Di antara hukum-hukum yang menjadi kekhususan bagi laki-laki adalah, bahwa merekalah penanggung jawab rumah, dengan memberikan perlindungan dan perhatian, menjaga keutamaan-keutamaannya, mencegah kehinaan-kehinaannya, dan melindungi rumah tangga dari segala ancaman bahaya. Dan, mereka juga sebagai penanggung jawab, dengan menghidupi dan memberi nafkah bagi keluarganya beserta semua yang berada di dalam rumahnya.

Allah Subhanahu wa Ta’ala,
Artinya: “Kaum laki-laki adalah pemimpin bagi kaum wanita, oleh karena Allah telah melebihkan sebahagian mereka (laki-laki) atas sebagian yang lain (wanita), dan karena mereka (laki-laki) telah menafkahkan sebagian dari harta mereka. Sebab itu maka wanita yang saleh, ialah yang taat kepada Allah lagi memelihara diri ketika suaminya tidak ada oleh karena Allah telah memelihara (mereka)”. (QS. An-Nisa: 34)

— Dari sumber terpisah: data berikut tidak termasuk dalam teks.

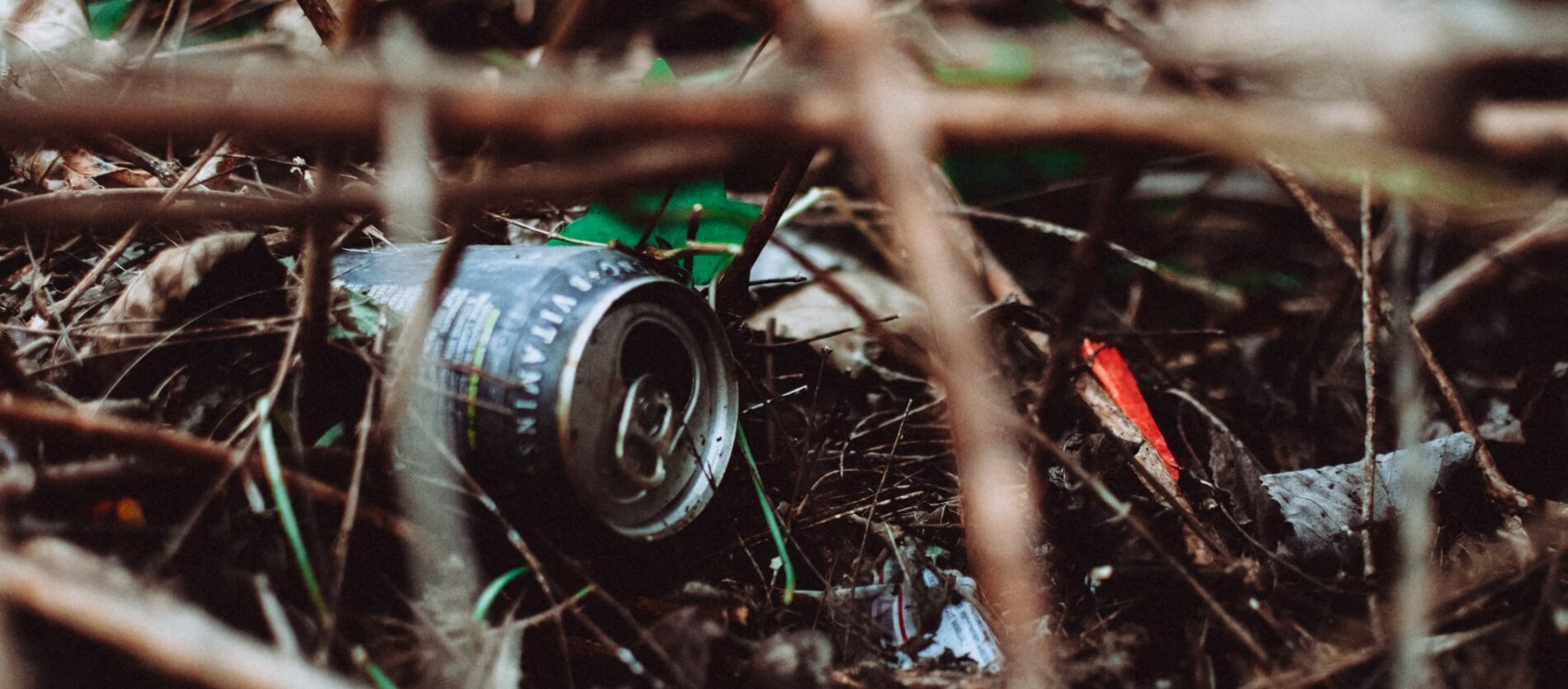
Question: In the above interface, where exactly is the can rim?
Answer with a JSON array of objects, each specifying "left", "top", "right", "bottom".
[{"left": 555, "top": 276, "right": 740, "bottom": 540}]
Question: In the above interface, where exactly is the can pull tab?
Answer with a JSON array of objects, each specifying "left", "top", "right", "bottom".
[{"left": 615, "top": 374, "right": 676, "bottom": 488}]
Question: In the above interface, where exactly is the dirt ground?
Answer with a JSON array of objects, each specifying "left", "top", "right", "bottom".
[{"left": 0, "top": 0, "right": 1568, "bottom": 689}]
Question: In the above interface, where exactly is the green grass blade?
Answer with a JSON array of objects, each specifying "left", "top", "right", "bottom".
[
  {"left": 256, "top": 399, "right": 329, "bottom": 620},
  {"left": 474, "top": 565, "right": 528, "bottom": 623},
  {"left": 735, "top": 427, "right": 795, "bottom": 606}
]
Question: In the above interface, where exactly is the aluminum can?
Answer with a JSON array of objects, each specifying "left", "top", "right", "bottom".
[{"left": 334, "top": 245, "right": 739, "bottom": 540}]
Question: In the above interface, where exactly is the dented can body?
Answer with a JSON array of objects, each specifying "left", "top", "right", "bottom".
[{"left": 334, "top": 245, "right": 739, "bottom": 540}]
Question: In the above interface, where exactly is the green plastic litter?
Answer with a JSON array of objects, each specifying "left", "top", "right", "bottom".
[
  {"left": 326, "top": 289, "right": 399, "bottom": 339},
  {"left": 547, "top": 58, "right": 762, "bottom": 286},
  {"left": 936, "top": 40, "right": 1035, "bottom": 87},
  {"left": 87, "top": 0, "right": 130, "bottom": 40},
  {"left": 942, "top": 148, "right": 1087, "bottom": 204},
  {"left": 315, "top": 421, "right": 348, "bottom": 447},
  {"left": 549, "top": 177, "right": 762, "bottom": 286},
  {"left": 547, "top": 58, "right": 762, "bottom": 286},
  {"left": 643, "top": 58, "right": 676, "bottom": 85}
]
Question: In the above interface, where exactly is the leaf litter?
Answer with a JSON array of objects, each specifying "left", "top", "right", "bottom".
[{"left": 0, "top": 0, "right": 1568, "bottom": 687}]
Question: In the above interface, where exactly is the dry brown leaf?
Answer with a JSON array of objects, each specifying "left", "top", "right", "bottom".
[
  {"left": 96, "top": 233, "right": 284, "bottom": 347},
  {"left": 746, "top": 270, "right": 925, "bottom": 375},
  {"left": 0, "top": 0, "right": 124, "bottom": 96},
  {"left": 11, "top": 144, "right": 162, "bottom": 191}
]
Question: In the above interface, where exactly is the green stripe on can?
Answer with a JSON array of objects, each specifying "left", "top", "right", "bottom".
[{"left": 467, "top": 311, "right": 500, "bottom": 451}]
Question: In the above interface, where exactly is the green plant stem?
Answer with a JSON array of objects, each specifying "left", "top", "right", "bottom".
[{"left": 735, "top": 425, "right": 795, "bottom": 606}]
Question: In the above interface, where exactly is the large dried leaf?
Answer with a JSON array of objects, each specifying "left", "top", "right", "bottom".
[
  {"left": 1209, "top": 424, "right": 1273, "bottom": 537},
  {"left": 97, "top": 233, "right": 284, "bottom": 341},
  {"left": 0, "top": 0, "right": 124, "bottom": 94},
  {"left": 11, "top": 144, "right": 162, "bottom": 191},
  {"left": 1263, "top": 433, "right": 1476, "bottom": 562}
]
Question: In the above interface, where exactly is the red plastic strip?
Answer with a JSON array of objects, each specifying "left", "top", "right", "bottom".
[{"left": 1082, "top": 339, "right": 1181, "bottom": 480}]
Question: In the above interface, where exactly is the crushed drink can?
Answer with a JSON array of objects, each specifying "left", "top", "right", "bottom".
[{"left": 334, "top": 245, "right": 739, "bottom": 540}]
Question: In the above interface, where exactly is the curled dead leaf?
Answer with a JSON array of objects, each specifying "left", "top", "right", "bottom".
[
  {"left": 11, "top": 144, "right": 162, "bottom": 191},
  {"left": 746, "top": 270, "right": 925, "bottom": 375},
  {"left": 94, "top": 233, "right": 286, "bottom": 348}
]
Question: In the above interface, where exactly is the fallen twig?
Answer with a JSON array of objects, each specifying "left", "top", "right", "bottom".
[{"left": 0, "top": 540, "right": 356, "bottom": 689}]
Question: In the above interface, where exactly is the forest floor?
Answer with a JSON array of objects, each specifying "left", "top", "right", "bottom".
[{"left": 0, "top": 0, "right": 1568, "bottom": 689}]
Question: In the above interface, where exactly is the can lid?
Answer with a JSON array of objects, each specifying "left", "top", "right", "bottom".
[{"left": 557, "top": 278, "right": 740, "bottom": 540}]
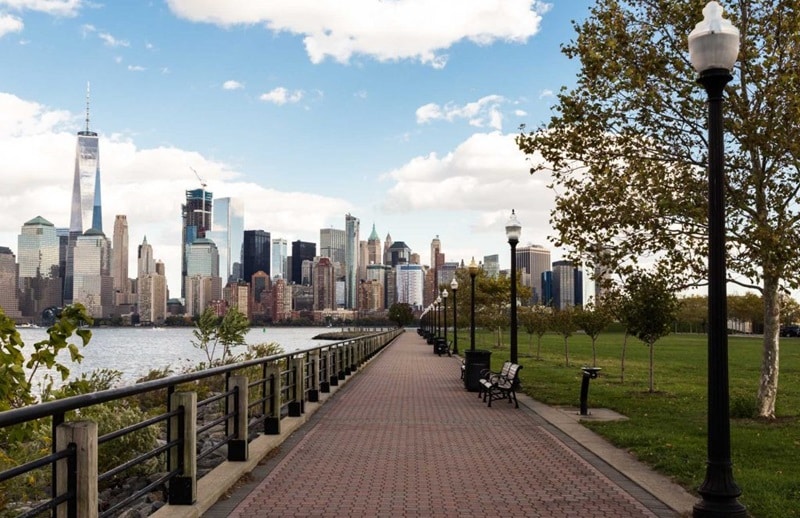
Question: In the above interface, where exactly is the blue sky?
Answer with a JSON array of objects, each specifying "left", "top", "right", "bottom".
[{"left": 0, "top": 0, "right": 592, "bottom": 296}]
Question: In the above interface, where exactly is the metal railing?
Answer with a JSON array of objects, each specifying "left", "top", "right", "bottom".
[{"left": 0, "top": 329, "right": 402, "bottom": 518}]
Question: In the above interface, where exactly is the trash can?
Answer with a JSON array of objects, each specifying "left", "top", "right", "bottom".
[{"left": 464, "top": 349, "right": 492, "bottom": 392}]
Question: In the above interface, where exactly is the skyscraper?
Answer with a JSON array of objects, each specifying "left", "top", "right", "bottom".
[
  {"left": 17, "top": 216, "right": 62, "bottom": 318},
  {"left": 272, "top": 237, "right": 289, "bottom": 279},
  {"left": 181, "top": 189, "right": 214, "bottom": 297},
  {"left": 319, "top": 228, "right": 345, "bottom": 265},
  {"left": 242, "top": 230, "right": 272, "bottom": 284},
  {"left": 64, "top": 84, "right": 103, "bottom": 302},
  {"left": 206, "top": 198, "right": 244, "bottom": 284},
  {"left": 289, "top": 240, "right": 317, "bottom": 284},
  {"left": 344, "top": 214, "right": 359, "bottom": 309},
  {"left": 111, "top": 214, "right": 131, "bottom": 306}
]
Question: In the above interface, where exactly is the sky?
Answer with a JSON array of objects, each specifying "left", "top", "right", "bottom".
[{"left": 0, "top": 0, "right": 592, "bottom": 297}]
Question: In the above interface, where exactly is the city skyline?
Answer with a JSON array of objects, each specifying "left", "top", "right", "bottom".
[{"left": 0, "top": 0, "right": 590, "bottom": 300}]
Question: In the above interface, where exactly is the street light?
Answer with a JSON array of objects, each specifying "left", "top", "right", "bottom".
[
  {"left": 506, "top": 209, "right": 522, "bottom": 363},
  {"left": 469, "top": 257, "right": 478, "bottom": 351},
  {"left": 450, "top": 276, "right": 456, "bottom": 354},
  {"left": 689, "top": 2, "right": 747, "bottom": 517},
  {"left": 442, "top": 289, "right": 448, "bottom": 347}
]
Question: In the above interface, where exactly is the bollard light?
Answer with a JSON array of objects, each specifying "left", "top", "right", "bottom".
[{"left": 689, "top": 2, "right": 747, "bottom": 518}]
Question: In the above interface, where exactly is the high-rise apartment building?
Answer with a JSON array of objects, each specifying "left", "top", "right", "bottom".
[
  {"left": 242, "top": 230, "right": 272, "bottom": 284},
  {"left": 553, "top": 261, "right": 583, "bottom": 309},
  {"left": 181, "top": 189, "right": 214, "bottom": 297},
  {"left": 73, "top": 229, "right": 114, "bottom": 318},
  {"left": 272, "top": 237, "right": 289, "bottom": 280},
  {"left": 64, "top": 85, "right": 103, "bottom": 302},
  {"left": 206, "top": 198, "right": 244, "bottom": 283},
  {"left": 319, "top": 228, "right": 345, "bottom": 264},
  {"left": 344, "top": 214, "right": 360, "bottom": 309},
  {"left": 289, "top": 240, "right": 317, "bottom": 285},
  {"left": 111, "top": 214, "right": 133, "bottom": 306},
  {"left": 17, "top": 216, "right": 62, "bottom": 319},
  {"left": 312, "top": 257, "right": 336, "bottom": 311},
  {"left": 0, "top": 246, "right": 22, "bottom": 319},
  {"left": 517, "top": 245, "right": 550, "bottom": 305}
]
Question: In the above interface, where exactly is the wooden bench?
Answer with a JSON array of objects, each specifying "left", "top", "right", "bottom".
[{"left": 478, "top": 362, "right": 522, "bottom": 408}]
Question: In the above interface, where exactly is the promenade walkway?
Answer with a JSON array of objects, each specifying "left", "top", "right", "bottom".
[{"left": 204, "top": 331, "right": 696, "bottom": 518}]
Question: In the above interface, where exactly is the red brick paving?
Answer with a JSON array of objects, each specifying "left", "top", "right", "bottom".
[{"left": 223, "top": 331, "right": 656, "bottom": 518}]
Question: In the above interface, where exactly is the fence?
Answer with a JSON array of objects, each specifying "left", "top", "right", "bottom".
[{"left": 0, "top": 329, "right": 402, "bottom": 518}]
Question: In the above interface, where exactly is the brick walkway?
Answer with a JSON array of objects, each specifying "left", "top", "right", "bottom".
[{"left": 205, "top": 331, "right": 677, "bottom": 518}]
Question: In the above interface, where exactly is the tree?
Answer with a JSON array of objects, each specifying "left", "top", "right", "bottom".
[
  {"left": 517, "top": 0, "right": 800, "bottom": 418},
  {"left": 192, "top": 307, "right": 250, "bottom": 366},
  {"left": 622, "top": 271, "right": 679, "bottom": 392},
  {"left": 551, "top": 307, "right": 578, "bottom": 367},
  {"left": 575, "top": 304, "right": 611, "bottom": 367},
  {"left": 520, "top": 305, "right": 552, "bottom": 360},
  {"left": 389, "top": 302, "right": 414, "bottom": 327}
]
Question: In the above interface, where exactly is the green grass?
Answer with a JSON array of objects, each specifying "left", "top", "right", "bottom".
[{"left": 459, "top": 330, "right": 800, "bottom": 517}]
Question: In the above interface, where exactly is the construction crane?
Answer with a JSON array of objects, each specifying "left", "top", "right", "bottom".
[{"left": 189, "top": 166, "right": 211, "bottom": 236}]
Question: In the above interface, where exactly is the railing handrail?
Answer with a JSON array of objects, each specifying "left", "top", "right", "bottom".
[{"left": 0, "top": 331, "right": 385, "bottom": 428}]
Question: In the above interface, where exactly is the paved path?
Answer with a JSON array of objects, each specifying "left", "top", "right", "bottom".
[{"left": 204, "top": 331, "right": 692, "bottom": 518}]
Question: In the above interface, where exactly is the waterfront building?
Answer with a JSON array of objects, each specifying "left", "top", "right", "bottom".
[
  {"left": 553, "top": 261, "right": 583, "bottom": 309},
  {"left": 367, "top": 223, "right": 383, "bottom": 266},
  {"left": 0, "top": 246, "right": 22, "bottom": 320},
  {"left": 272, "top": 238, "right": 289, "bottom": 280},
  {"left": 64, "top": 84, "right": 103, "bottom": 303},
  {"left": 319, "top": 228, "right": 345, "bottom": 264},
  {"left": 312, "top": 257, "right": 336, "bottom": 311},
  {"left": 517, "top": 244, "right": 550, "bottom": 304},
  {"left": 181, "top": 189, "right": 214, "bottom": 296},
  {"left": 395, "top": 264, "right": 425, "bottom": 309},
  {"left": 137, "top": 270, "right": 167, "bottom": 325},
  {"left": 206, "top": 198, "right": 244, "bottom": 283},
  {"left": 242, "top": 230, "right": 272, "bottom": 282},
  {"left": 73, "top": 229, "right": 114, "bottom": 318},
  {"left": 289, "top": 240, "right": 317, "bottom": 285},
  {"left": 344, "top": 214, "right": 360, "bottom": 309},
  {"left": 17, "top": 216, "right": 61, "bottom": 319},
  {"left": 111, "top": 214, "right": 133, "bottom": 306}
]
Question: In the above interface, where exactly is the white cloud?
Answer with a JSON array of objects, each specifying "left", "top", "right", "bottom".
[
  {"left": 167, "top": 0, "right": 550, "bottom": 68},
  {"left": 0, "top": 93, "right": 352, "bottom": 296},
  {"left": 0, "top": 0, "right": 86, "bottom": 16},
  {"left": 259, "top": 86, "right": 303, "bottom": 105},
  {"left": 222, "top": 79, "right": 244, "bottom": 90},
  {"left": 416, "top": 95, "right": 506, "bottom": 130},
  {"left": 97, "top": 32, "right": 131, "bottom": 47}
]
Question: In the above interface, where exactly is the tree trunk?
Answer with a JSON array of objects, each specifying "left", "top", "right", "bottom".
[
  {"left": 648, "top": 343, "right": 656, "bottom": 394},
  {"left": 758, "top": 275, "right": 781, "bottom": 419},
  {"left": 619, "top": 331, "right": 628, "bottom": 383}
]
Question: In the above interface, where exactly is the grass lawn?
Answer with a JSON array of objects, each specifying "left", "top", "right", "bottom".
[{"left": 459, "top": 329, "right": 800, "bottom": 518}]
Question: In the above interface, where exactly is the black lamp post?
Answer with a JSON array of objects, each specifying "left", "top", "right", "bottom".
[
  {"left": 689, "top": 2, "right": 747, "bottom": 518},
  {"left": 442, "top": 289, "right": 448, "bottom": 345},
  {"left": 450, "top": 278, "right": 456, "bottom": 354},
  {"left": 506, "top": 209, "right": 522, "bottom": 363},
  {"left": 469, "top": 257, "right": 478, "bottom": 351}
]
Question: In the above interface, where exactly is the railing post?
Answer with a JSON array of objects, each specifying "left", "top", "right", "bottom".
[
  {"left": 56, "top": 421, "right": 97, "bottom": 518},
  {"left": 289, "top": 356, "right": 306, "bottom": 417},
  {"left": 228, "top": 376, "right": 249, "bottom": 462},
  {"left": 308, "top": 350, "right": 319, "bottom": 403},
  {"left": 169, "top": 392, "right": 197, "bottom": 505},
  {"left": 264, "top": 363, "right": 281, "bottom": 435}
]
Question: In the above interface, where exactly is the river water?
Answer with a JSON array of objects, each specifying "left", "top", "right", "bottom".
[{"left": 19, "top": 327, "right": 336, "bottom": 385}]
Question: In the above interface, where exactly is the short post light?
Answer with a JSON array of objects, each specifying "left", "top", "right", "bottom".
[
  {"left": 689, "top": 2, "right": 747, "bottom": 518},
  {"left": 450, "top": 278, "right": 456, "bottom": 354},
  {"left": 506, "top": 209, "right": 522, "bottom": 363},
  {"left": 469, "top": 257, "right": 478, "bottom": 351}
]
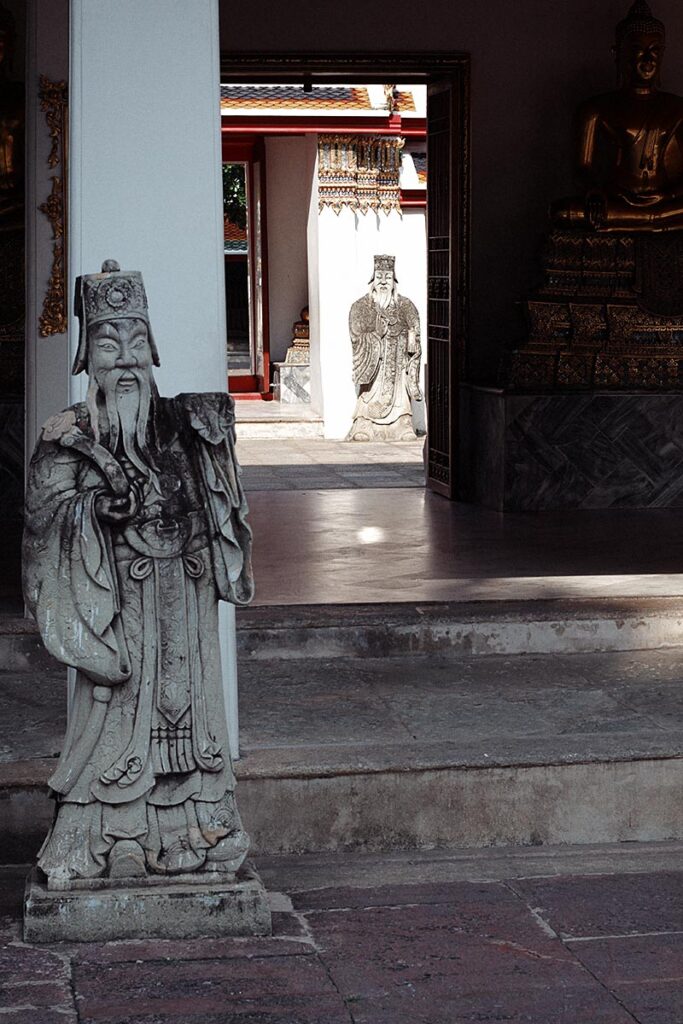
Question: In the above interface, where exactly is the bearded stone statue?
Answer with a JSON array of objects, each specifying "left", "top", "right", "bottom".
[
  {"left": 347, "top": 256, "right": 422, "bottom": 441},
  {"left": 24, "top": 260, "right": 253, "bottom": 889}
]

Coba perhatikan pengaruh qiyam (memikul tanggung jawab) ini dalam lafadz تحت pada firman Allah Subhanahu wa Ta’ala,

Artinya: “Allah membuat istri Nuh dan istri Luth perumpamaan bagi orang-orang kafir. Keduanya berada di bawah tanggung jawab dua orang hamba yang saleh di antara hamba-hamba Kami”. (QS. At-Tahrim: 10).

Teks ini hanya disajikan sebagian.